I can relate to this experience. For the first 12 years of my life, I had to sing, and sing, and sing. I was terrible at it and I hated it. My medium-pitch, boyish voice made me sound like a prepubescent lemur every time I tried to sing bhajans or ghazals. But it wasn’t the songs themselves I despised. As a child, beginning to learn about religion and culture, these tunes, albeit rough on the ears, brought me closer to God and began to close the generational gap that existed between my sister and I, and my parents.
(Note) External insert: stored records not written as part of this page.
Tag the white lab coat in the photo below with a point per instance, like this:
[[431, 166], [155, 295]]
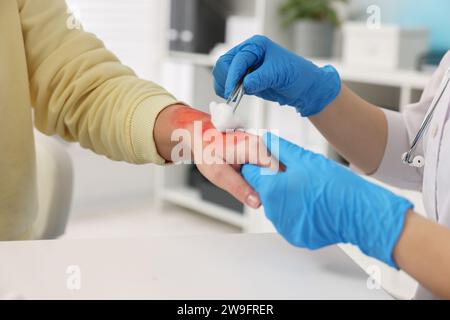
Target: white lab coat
[[434, 179]]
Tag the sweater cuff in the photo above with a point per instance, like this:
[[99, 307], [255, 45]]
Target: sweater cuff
[[142, 125]]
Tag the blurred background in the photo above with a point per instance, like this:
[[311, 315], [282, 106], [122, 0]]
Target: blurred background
[[385, 50]]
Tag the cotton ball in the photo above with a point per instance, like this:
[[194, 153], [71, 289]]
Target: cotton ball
[[223, 118]]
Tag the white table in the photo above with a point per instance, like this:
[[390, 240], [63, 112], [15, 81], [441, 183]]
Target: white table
[[203, 267]]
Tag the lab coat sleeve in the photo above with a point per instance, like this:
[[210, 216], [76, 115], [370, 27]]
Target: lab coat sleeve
[[402, 128], [81, 91]]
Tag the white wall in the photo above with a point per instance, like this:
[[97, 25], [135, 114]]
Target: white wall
[[132, 30]]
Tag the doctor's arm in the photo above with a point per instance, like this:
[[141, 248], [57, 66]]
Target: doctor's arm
[[316, 202], [363, 133]]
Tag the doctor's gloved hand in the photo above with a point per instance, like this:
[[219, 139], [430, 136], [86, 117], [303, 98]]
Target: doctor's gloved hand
[[317, 202], [277, 75]]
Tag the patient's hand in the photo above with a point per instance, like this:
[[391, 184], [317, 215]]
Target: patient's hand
[[185, 134]]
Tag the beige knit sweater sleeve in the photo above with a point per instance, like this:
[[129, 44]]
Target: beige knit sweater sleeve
[[82, 92]]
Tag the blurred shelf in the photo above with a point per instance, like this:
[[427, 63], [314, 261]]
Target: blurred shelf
[[190, 199], [395, 78]]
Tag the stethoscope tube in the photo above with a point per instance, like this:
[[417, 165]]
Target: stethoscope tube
[[408, 157]]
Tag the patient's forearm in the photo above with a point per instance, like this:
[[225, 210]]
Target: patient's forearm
[[172, 118], [356, 128], [423, 251]]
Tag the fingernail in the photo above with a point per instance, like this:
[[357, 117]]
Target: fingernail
[[253, 201]]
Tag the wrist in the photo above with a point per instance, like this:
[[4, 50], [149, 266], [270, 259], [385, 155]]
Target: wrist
[[379, 240]]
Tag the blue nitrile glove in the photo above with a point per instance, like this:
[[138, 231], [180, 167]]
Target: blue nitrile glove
[[317, 202], [277, 75]]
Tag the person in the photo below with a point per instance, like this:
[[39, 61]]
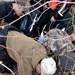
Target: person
[[30, 56], [10, 11], [50, 16]]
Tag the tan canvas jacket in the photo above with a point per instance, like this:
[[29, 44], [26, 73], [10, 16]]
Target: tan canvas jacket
[[25, 51]]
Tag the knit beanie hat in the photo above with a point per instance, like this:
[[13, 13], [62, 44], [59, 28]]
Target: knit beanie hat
[[48, 66]]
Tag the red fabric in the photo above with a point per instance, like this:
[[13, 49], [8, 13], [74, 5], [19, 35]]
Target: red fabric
[[53, 4]]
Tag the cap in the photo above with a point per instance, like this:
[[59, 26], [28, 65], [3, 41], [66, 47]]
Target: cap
[[48, 66]]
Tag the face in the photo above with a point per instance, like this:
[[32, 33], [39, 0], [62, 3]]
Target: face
[[38, 68], [18, 9]]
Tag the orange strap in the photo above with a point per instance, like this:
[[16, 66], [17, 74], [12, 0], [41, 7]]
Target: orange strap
[[53, 4]]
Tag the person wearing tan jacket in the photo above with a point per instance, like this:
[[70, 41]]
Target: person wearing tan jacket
[[31, 57]]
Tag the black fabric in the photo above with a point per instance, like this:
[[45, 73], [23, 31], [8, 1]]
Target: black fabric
[[4, 56]]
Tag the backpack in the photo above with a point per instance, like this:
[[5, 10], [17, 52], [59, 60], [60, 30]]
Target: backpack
[[4, 56]]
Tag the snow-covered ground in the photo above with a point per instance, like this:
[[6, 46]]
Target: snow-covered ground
[[7, 0]]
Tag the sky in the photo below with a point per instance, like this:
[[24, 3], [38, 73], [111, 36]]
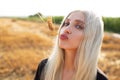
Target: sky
[[21, 8]]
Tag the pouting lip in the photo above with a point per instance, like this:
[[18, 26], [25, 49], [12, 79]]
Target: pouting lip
[[63, 37]]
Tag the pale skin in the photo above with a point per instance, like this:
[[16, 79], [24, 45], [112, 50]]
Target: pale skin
[[73, 29]]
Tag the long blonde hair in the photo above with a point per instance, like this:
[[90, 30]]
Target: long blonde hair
[[87, 53]]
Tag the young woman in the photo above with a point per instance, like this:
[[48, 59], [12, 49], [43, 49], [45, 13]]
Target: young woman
[[75, 54]]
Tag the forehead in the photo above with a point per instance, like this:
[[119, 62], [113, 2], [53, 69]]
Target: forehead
[[76, 16]]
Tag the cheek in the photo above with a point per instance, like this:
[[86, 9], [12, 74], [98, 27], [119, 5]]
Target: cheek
[[76, 40]]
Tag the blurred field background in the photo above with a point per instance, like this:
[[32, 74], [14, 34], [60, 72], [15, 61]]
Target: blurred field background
[[24, 42]]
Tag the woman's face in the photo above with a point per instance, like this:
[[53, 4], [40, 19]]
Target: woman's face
[[71, 32]]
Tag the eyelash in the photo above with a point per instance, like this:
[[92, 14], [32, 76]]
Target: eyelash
[[76, 26]]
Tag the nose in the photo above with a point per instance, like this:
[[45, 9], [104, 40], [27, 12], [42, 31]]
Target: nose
[[68, 30]]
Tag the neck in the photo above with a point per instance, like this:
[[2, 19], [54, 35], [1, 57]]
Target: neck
[[69, 59]]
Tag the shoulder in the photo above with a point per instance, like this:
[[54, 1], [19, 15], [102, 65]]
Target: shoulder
[[101, 75], [40, 68]]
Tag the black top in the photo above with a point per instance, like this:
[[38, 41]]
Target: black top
[[100, 76]]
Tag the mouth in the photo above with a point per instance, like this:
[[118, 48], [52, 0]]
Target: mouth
[[63, 37]]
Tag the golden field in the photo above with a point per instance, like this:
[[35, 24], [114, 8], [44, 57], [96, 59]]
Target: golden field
[[23, 44]]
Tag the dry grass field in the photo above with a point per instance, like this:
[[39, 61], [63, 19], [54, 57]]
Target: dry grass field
[[23, 44]]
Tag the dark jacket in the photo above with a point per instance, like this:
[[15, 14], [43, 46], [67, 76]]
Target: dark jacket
[[100, 75]]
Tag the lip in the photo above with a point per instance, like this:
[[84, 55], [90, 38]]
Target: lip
[[63, 37]]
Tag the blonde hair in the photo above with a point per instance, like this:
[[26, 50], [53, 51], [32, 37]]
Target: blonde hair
[[87, 53]]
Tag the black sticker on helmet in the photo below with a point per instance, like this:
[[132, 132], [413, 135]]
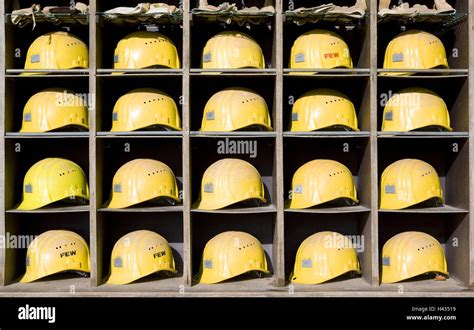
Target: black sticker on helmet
[[117, 187], [206, 57], [299, 58], [307, 263], [397, 57], [35, 58], [209, 188], [210, 115], [118, 262]]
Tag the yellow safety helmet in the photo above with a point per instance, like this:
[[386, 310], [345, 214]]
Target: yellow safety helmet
[[323, 109], [57, 51], [415, 108], [229, 181], [411, 254], [415, 49], [142, 180], [145, 108], [232, 50], [145, 49], [52, 109], [235, 108], [408, 182], [56, 251], [230, 254], [139, 254], [51, 180], [320, 181], [324, 256], [320, 49]]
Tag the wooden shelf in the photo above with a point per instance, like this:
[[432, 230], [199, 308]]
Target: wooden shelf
[[280, 152]]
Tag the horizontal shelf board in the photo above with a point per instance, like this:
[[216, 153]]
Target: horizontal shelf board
[[352, 284], [443, 20], [147, 284], [175, 134], [232, 134], [81, 284], [322, 72], [52, 72], [214, 15], [127, 72], [328, 209], [233, 72], [425, 285], [289, 16], [158, 18], [438, 210], [64, 18], [240, 210], [150, 209], [425, 73], [323, 134], [243, 284], [62, 209], [409, 135], [17, 135]]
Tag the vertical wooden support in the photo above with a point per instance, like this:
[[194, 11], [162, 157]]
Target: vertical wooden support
[[373, 143], [2, 141], [187, 270]]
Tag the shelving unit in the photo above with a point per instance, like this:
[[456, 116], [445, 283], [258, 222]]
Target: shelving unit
[[279, 152]]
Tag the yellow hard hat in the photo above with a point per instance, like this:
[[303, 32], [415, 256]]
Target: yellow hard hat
[[324, 256], [415, 49], [142, 180], [323, 109], [235, 108], [415, 108], [51, 180], [232, 50], [411, 254], [230, 254], [320, 181], [145, 49], [56, 251], [320, 49], [229, 181], [52, 109], [408, 182], [145, 108], [139, 254], [57, 51]]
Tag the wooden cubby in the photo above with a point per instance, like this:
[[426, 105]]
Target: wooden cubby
[[202, 88], [299, 226], [205, 151], [451, 230], [28, 225], [454, 90], [190, 152], [449, 156], [111, 226], [110, 88], [355, 87]]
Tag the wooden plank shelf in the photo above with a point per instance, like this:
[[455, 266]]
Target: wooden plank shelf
[[279, 152]]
In my junior year of high school, I had mental health issues so bad they caused me to miss 73 days of school (not all in a row, thank God). Being a teenager with poor judgement and a car bestowed upon me by my parents, instead of attending school and dealing with my issues internally, I only went to the class periods I wanted to go to. One of these was orchestra class. I’ve been playing the violin since I was 11, the piano since I was 9, and the viola since I was 14. Orchestra class has been in my life every single day since 5th grade. The routine of coming into class, unpacking my instrument, and rehearsing music seems mundane on the surface, and was anything but so.

I usually despise the music we play in class, either for its difficulty or my lack of acquired taste for classical music (despite a lifetime of listening to it. Strange, I know, for a child who was force-fed classical music for years), but what kept me interested was how the music made me feel. Here’s a kind of stupid, but relevant example from my sophomore year. There was a boy I really, really liked. With my hormonal impulses and juvenile understanding of romance, I associated the Elgar Cello Concerto (which, by the way, is a beautiful song) with him. All throughout our immature, superficial relationship lasting three months, I played the song over and over again. Then, when he left me “single” and “depressed”, the cello tune became my solace, my memory of him. I’ve seen this emotional imprinting of music in other places in my life as well.

Which leads to more ridiculous anecdotes from my less wiser times.

I really hate rap music, particularly because of the aforementioned force-feeding of music, but I love the song Low Life by future. Living in a place where Indians don’t really play sports, let alone hold captain positions on the varsity team (still don’t know how I got that one), the line “represent (expletive)…represent” for some reason, really inspired me to swim fast. I think that being a musician, I listen to that song differently from somebody who isn’t.

I might be overinterpreting, or hyperanalyzing the songs, and associating really deep emotional value to them, but it’s a nice feeling.